Sarasota County, Florida

(Profiled 2-26-21)

Sarasota County, population 433,742 (2019), lies 50 miles south of Tampa on the Gulf Coast of Florida. The county adopted its first TDR program in 1981 aimed at preserving environmentally sensitive areas, agriculture, parcels of historic or archeological significance, and barrier islands as well as reducing a large number of substandard lots in antiquated subdivisions. This program preserved 8,200 acres with 8,169 of these acres purchased by the county itself as part of a legal settlement (Linkous & Chapin 2014).

In 1999, Sarasota County adopted a Conservation TDR program establishing a Conservation Sending Zone (CSZ) overlay covering category 1 and 2 storm surge zones, watercourses, and areas of special flood hazard, as well as ecologically significant areas.
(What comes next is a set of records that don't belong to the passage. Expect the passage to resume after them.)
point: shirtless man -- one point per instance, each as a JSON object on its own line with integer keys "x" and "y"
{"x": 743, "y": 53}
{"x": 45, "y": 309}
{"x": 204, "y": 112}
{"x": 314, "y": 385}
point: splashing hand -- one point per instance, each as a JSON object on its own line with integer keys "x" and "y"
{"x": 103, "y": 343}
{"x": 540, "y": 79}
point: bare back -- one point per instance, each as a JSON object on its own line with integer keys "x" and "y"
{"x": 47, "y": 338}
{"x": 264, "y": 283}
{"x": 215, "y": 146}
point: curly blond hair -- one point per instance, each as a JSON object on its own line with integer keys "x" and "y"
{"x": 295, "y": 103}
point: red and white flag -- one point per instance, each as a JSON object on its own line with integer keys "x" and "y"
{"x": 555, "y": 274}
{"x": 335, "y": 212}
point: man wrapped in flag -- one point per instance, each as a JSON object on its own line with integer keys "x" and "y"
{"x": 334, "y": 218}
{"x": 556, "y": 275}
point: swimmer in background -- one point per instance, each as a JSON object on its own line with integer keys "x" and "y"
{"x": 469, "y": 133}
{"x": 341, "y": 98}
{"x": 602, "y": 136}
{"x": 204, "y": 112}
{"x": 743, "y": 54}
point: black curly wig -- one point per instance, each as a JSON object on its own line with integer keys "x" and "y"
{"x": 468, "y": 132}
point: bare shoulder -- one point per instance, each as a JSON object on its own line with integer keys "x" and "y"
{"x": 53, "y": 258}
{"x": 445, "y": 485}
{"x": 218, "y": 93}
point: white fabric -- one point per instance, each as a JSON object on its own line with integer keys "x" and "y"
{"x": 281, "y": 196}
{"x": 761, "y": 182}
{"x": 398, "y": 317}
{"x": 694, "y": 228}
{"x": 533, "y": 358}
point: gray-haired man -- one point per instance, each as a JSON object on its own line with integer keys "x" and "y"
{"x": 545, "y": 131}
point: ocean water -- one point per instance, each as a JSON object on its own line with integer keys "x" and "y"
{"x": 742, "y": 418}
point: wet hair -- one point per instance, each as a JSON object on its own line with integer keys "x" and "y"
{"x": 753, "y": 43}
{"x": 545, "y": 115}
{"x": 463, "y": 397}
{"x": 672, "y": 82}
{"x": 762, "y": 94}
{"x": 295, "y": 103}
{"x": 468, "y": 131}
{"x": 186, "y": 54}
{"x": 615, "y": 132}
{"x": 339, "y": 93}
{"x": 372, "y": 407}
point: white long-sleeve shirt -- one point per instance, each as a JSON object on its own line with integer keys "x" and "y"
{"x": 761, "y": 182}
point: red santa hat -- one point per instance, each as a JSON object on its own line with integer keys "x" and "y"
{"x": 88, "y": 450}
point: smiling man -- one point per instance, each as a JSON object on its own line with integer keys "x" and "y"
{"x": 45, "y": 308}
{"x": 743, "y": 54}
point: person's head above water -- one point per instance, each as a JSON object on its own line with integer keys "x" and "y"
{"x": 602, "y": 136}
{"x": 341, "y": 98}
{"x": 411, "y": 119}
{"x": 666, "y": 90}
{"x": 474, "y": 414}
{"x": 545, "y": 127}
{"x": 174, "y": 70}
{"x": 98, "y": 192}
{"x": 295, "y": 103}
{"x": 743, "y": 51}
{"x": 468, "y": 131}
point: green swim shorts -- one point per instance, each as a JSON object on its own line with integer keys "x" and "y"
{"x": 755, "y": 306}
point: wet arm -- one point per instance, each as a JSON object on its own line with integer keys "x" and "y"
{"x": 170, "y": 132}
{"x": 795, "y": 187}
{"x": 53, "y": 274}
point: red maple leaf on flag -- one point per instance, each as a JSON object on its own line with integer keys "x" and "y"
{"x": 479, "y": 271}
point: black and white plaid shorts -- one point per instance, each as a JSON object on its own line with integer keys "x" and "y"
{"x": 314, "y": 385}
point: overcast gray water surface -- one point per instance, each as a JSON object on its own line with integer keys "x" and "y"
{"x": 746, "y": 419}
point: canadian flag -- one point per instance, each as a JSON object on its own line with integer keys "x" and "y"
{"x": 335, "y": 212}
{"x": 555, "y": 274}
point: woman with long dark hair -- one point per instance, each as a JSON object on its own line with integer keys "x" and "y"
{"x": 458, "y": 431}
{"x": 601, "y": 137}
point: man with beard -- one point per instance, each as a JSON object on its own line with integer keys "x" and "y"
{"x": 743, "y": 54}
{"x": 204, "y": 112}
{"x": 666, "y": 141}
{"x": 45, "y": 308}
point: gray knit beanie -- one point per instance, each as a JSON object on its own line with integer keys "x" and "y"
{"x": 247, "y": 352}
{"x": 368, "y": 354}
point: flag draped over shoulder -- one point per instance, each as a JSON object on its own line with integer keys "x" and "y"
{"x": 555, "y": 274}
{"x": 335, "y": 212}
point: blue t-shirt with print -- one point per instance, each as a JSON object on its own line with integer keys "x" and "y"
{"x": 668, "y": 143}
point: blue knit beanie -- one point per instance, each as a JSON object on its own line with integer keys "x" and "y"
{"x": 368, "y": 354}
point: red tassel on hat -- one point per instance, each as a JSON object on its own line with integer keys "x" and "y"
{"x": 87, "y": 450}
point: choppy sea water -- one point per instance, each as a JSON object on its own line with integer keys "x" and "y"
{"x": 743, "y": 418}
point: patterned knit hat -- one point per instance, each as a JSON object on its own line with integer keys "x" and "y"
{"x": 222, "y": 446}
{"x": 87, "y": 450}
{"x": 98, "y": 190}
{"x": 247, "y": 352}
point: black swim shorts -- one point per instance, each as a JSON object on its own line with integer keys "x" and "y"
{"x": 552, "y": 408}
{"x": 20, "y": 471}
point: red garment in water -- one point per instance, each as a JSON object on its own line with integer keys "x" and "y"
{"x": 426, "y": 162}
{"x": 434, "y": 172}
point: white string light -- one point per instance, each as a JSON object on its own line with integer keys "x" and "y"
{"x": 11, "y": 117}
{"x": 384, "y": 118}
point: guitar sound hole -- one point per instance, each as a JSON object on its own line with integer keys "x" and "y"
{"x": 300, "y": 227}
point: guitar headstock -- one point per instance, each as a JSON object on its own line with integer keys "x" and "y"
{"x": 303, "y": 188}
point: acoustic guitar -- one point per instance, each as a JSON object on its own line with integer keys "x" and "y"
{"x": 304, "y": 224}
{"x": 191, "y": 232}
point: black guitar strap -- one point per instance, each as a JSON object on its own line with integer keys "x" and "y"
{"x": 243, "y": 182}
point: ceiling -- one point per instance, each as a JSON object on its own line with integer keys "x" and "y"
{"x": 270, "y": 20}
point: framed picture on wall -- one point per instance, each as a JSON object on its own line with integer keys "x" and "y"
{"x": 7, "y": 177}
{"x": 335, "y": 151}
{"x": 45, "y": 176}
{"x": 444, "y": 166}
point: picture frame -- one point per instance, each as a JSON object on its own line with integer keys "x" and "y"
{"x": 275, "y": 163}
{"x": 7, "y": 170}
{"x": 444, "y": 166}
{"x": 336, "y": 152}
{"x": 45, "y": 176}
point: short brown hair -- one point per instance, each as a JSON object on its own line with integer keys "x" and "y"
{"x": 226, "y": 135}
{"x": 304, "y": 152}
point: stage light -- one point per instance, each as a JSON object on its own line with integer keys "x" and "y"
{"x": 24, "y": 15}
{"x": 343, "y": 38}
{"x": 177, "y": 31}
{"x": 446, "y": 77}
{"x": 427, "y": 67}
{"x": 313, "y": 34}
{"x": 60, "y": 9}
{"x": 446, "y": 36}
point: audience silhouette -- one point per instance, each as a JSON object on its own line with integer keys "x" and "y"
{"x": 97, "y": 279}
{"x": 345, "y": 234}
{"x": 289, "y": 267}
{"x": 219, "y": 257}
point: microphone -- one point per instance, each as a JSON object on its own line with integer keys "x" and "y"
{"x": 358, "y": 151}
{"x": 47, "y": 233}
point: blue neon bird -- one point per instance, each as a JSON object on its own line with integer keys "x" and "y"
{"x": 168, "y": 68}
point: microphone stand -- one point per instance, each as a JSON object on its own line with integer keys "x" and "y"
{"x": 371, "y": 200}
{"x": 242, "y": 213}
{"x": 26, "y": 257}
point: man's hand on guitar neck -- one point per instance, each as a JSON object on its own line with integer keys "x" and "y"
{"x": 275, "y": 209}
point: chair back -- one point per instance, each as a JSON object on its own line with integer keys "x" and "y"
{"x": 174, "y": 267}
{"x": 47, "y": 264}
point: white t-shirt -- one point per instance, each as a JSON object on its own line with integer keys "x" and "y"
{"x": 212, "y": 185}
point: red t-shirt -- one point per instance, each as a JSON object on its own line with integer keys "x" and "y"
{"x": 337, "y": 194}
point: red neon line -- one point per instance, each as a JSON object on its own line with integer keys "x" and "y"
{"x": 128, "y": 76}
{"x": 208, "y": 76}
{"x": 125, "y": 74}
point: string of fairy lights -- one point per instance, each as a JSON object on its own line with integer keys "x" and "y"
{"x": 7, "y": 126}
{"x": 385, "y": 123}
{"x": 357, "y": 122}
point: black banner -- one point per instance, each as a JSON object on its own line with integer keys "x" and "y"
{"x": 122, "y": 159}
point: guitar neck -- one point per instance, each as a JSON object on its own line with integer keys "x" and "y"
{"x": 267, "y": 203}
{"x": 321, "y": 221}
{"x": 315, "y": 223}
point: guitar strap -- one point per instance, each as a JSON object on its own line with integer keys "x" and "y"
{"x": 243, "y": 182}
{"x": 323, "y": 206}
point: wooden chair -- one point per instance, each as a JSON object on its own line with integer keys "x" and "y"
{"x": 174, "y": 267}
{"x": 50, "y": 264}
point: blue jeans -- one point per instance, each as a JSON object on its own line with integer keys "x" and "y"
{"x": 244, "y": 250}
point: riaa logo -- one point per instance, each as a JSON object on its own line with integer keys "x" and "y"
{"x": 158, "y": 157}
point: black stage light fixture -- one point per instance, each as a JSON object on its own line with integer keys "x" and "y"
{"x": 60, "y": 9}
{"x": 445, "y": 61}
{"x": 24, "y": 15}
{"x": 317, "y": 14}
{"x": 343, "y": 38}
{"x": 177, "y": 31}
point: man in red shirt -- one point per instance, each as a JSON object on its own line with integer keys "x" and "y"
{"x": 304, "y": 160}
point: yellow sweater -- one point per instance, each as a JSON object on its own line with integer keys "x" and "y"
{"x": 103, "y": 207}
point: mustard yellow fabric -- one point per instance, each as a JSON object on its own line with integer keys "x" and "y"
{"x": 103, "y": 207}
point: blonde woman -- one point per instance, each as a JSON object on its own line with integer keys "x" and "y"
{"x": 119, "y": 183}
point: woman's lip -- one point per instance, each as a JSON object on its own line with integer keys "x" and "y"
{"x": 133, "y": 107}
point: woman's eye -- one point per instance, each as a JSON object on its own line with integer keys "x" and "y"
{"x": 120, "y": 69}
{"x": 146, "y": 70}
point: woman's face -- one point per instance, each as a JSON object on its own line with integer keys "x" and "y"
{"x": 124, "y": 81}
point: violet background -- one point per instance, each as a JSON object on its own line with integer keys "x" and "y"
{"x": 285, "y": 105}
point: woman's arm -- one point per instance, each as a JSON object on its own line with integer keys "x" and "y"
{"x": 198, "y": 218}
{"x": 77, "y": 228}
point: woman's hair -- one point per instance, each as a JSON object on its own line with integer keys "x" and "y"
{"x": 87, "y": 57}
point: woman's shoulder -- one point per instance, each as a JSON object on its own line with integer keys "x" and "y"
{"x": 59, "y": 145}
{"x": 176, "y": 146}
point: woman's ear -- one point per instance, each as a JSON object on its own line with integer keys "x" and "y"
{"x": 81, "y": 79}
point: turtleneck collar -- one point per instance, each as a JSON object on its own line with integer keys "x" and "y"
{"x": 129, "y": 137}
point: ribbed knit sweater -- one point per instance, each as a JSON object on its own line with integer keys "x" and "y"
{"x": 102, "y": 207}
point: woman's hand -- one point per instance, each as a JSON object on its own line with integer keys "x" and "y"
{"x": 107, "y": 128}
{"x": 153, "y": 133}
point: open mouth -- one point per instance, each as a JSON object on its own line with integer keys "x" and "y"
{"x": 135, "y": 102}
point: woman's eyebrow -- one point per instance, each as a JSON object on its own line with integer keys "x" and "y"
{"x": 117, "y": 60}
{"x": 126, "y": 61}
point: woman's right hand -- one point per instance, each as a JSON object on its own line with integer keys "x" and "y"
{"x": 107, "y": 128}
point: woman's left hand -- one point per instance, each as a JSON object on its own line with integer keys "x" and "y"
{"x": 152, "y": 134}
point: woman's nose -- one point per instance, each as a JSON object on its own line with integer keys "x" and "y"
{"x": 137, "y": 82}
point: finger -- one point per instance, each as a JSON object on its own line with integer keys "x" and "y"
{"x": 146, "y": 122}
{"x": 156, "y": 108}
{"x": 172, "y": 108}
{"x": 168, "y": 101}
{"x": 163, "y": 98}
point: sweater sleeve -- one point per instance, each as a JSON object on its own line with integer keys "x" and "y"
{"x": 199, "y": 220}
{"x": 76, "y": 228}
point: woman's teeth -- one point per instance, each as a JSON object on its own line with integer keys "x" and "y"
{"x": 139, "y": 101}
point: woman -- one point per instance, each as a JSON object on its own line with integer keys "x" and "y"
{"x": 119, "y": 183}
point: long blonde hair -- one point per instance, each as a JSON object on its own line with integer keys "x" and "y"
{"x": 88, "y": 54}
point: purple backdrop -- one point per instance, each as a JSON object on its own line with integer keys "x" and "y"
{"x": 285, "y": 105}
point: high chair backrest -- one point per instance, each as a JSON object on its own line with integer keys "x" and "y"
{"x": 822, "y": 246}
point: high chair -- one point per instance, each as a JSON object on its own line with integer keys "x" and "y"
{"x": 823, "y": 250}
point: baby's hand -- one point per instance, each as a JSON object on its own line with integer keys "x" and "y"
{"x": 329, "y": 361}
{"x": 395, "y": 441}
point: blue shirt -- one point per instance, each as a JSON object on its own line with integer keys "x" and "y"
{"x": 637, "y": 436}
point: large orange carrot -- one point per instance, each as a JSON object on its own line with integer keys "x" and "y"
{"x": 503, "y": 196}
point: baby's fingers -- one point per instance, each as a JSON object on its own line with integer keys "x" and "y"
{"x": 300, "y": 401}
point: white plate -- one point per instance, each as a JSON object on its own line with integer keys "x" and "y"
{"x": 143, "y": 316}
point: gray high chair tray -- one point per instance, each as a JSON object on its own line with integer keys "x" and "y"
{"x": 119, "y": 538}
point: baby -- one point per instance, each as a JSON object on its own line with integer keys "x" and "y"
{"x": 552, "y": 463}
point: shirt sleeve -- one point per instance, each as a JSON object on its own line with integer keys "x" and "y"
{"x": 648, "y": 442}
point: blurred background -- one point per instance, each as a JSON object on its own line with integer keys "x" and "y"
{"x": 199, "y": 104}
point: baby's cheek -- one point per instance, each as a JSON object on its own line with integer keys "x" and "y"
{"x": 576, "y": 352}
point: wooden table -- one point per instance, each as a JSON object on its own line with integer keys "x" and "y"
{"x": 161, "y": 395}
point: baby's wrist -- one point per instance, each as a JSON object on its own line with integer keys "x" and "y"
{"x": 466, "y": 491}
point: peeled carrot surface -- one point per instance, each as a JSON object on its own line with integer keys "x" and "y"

Annexations and regulatory changes eventually undermined many of the primary receiving areas, however, the Conservation TDR program did succeed in protecting 730 acres by 2012 (Linkous 2012).     

In 2002, Sarasota County adopted its 2050 comprehensive plan which added other permutations to the TDR program. As of February 2021, Sec. 124-103 of the Sarasota County Unified Development Code designated its Residential Sending Zone (RSZ) as land meeting at least one of the following criteria: 1) A platted subdivision that is non-conforming due to lot size, lack of paved streets or drainage, or other deficiencies; 2) Environmentally-sensitive areas including lands of high ecological value; 3) Areas that should be retained in agriculture, open space or other conservation use; 4) Parcels of historical or archeological significance; and 5) Parcels on a Barrier Island.

Land designated as a Conservation Sending Zone (CSZ), the program’s other sending area, must be at least 500 acres when combined with its receiving site and meet one or more criteria: 1) Sites of High Ecological Value; 2) FEMA-designated areas of Special Flood Hazard; 3) Category 1 and 2 storm surge areas, or 4) a watercourse or slough system along with associated contiguous wetlands and mesic hammock areas potentially including up to a 200-foot buffer.

The density increases allowed via TDR vary depending on whether the receiving site is zoned Residential Receiving Zone (RRZ), High-Density Residential Receiving Zone (HDRRZ), Future Urban Development (FUD), or Future Urban Residential Receiving Zone (FURRZ). For example, in the RRZ, TDRs can be used to increase dwelling units to 125 percent of the maximum density allowed by the underlying zoning or beyond 125-percent by special exception but not greater than 13 units per acre. As another example, in the HDRRZ, which is intended to implement the Comprehensive Plan in Town and Village Centers, the maximum density achievable with TDR is established by an adopted plan but cannot exceed 25 units per acre.

By 2012, the third generation of Sarasota County’s TDR program had protected another 1,242 acres by transfers to a single receiving site development, bringing the total for all three programs to 10,172 acres protected (Linkous 2012).


Linkous, E. The Use of Transfer of Development Rights to Manage Growth: The Adoption and Performance of Florida County TDR Programs. PhD dissertation. University of Pennsylvania.

Linkous, E. & T. Chapin. 2014. TDR Program Performance in Florida. Journal of the American Planning Association, 80:3, 253-267.